What in heaven's name was this woman doing behind the wheel?
She was out on bail from a March DUI charge. Bail conditions prohibited her from drinking or driving. She wasn't supposed to drive even if she was stone-cold sober.
Outrage is understandable. So is the call to do something about this.
"That's easy to say," city prosecutor Al Patterson said Wednesday. "Give me answers."
The answer is sobering: We're already doing something about people like Lori Phillips -- and those in danger of becoming someone like her.
We now hit first offenders hard, unlike Phillips' first offense in 1983, when she pleaded a DUI charge down to a traffic offense and paid a $150 fine.
First DUI gets you minimum three days in jail, impoundment of vehicle for 30 days, $1,500 or more in fines and fees, mandatory alcohol screening, a session with a panel of family members and friends of those who have been killed or injured by drunken drivers, 90 days suspension of driver's license, 12 months of ignition interlock on the offender's vehicle -- you breathe alcohol-free at the wheel or your rig doesn't start.
Patterson said when all the costs are totalled up -- lost work time, insurance rate increases etc. -- first-time offenders pay from $12,000 to $15,000 in total costs. That's a powerful wake-up call.
We also have a limited Wellness Court Program, where drug and alcohol abusers can volunteer for a strict regimen of treatment and sobriety in return for lighter sentences.
From the first offense, drunken driving isn't winked at anymore. That's why, as prosecutor Patterson said, most first-time offenders don't repeat. They get the message with consequences both punitive and enlightening.
What about the chronic offender, like Lori Phillips?
Penalties get stiffer, with jail time measured in months or even years as misdemeanors become felonies. Vehicles go away for keeps. Fines and fees reach five figures.
Such deterrence doesn't always work for alcohol abusers. The one-off drunken driver learns; the alcoholic is an addict who puts the fix before everything else. She needs treatment. The rest of us need to be protected from her.
So what's the solution? Lock them up for 10 years after a third offense? For 20 years, if there's a fourth?
We could do that. We could decide driving drunk a third or fourth time is really attempted homicide and treat it as a serious act of violence. If such penalties failed as deterrence, they would at least keep the repeat offender off our roads for a long time.

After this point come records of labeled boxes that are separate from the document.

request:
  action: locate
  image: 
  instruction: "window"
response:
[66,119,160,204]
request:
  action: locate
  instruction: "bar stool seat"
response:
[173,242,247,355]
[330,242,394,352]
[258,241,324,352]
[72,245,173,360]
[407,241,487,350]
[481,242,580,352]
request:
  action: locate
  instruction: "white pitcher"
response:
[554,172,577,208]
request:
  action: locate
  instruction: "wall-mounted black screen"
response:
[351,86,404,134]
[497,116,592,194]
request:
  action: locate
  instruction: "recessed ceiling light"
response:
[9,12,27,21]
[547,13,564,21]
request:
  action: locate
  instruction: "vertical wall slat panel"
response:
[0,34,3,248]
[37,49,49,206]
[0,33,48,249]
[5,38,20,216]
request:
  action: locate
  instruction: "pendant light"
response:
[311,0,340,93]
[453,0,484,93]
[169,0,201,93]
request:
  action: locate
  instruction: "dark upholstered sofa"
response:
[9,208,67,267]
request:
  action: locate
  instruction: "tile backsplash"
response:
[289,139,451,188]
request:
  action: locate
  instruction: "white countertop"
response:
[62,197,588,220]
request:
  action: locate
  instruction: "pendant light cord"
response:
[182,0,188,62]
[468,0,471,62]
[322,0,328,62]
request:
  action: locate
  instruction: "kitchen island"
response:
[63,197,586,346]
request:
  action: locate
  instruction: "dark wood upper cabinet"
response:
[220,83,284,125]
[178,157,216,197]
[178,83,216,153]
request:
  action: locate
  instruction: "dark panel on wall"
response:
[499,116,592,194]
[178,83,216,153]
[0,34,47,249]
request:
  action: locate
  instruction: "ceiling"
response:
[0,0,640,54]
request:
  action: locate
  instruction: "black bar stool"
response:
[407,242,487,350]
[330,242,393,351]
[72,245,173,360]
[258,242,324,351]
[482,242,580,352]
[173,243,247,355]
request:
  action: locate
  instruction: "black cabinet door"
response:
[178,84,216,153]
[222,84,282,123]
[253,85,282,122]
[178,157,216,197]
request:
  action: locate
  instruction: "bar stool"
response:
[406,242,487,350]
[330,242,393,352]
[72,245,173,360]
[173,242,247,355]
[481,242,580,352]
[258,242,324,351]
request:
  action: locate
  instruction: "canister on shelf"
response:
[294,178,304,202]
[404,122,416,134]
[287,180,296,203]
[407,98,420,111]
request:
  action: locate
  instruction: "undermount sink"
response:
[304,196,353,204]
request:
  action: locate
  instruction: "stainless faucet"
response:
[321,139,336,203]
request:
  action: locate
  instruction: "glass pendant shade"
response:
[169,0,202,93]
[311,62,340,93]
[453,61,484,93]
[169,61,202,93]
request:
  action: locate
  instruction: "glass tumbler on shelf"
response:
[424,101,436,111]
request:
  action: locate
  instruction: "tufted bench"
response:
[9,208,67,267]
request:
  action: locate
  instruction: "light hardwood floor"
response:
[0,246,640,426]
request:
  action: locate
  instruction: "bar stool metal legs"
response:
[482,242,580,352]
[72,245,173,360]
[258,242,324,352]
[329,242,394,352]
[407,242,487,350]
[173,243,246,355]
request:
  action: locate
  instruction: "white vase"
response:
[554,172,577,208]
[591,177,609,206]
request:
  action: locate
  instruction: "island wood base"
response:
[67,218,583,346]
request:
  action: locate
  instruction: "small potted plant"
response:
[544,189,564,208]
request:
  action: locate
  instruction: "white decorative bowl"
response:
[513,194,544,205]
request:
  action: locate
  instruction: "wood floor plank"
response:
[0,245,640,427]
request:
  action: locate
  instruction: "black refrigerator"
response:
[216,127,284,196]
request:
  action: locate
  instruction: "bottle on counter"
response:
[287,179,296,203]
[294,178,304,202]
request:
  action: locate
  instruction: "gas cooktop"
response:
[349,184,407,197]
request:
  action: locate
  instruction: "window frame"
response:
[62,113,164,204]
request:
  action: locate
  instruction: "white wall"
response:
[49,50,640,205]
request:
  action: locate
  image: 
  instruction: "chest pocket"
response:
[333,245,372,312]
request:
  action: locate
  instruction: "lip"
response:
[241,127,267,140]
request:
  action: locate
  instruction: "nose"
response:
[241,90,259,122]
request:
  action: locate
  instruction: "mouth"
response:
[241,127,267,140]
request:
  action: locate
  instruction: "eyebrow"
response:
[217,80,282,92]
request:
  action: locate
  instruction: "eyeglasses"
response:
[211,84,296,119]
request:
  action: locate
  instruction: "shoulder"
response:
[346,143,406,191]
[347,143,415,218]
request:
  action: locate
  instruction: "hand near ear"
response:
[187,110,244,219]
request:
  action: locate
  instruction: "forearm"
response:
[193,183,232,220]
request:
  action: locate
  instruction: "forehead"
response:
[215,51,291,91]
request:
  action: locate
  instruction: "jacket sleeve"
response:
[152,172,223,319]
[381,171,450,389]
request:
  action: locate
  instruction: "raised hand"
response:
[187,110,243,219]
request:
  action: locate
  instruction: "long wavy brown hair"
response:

But we need to understand that more severe sentencing will lead more offenders to fight the charges. We'll pay more for court time to handle their cases and more for prison time to keep the offenders locked up longer.
Are we willing to pay? And is that the smartest use of the money we will spend to try to stop drunk driving?
BOTTOM LINE: We can get tougher on repeat drunken drivers -- if we're willing to pay the price.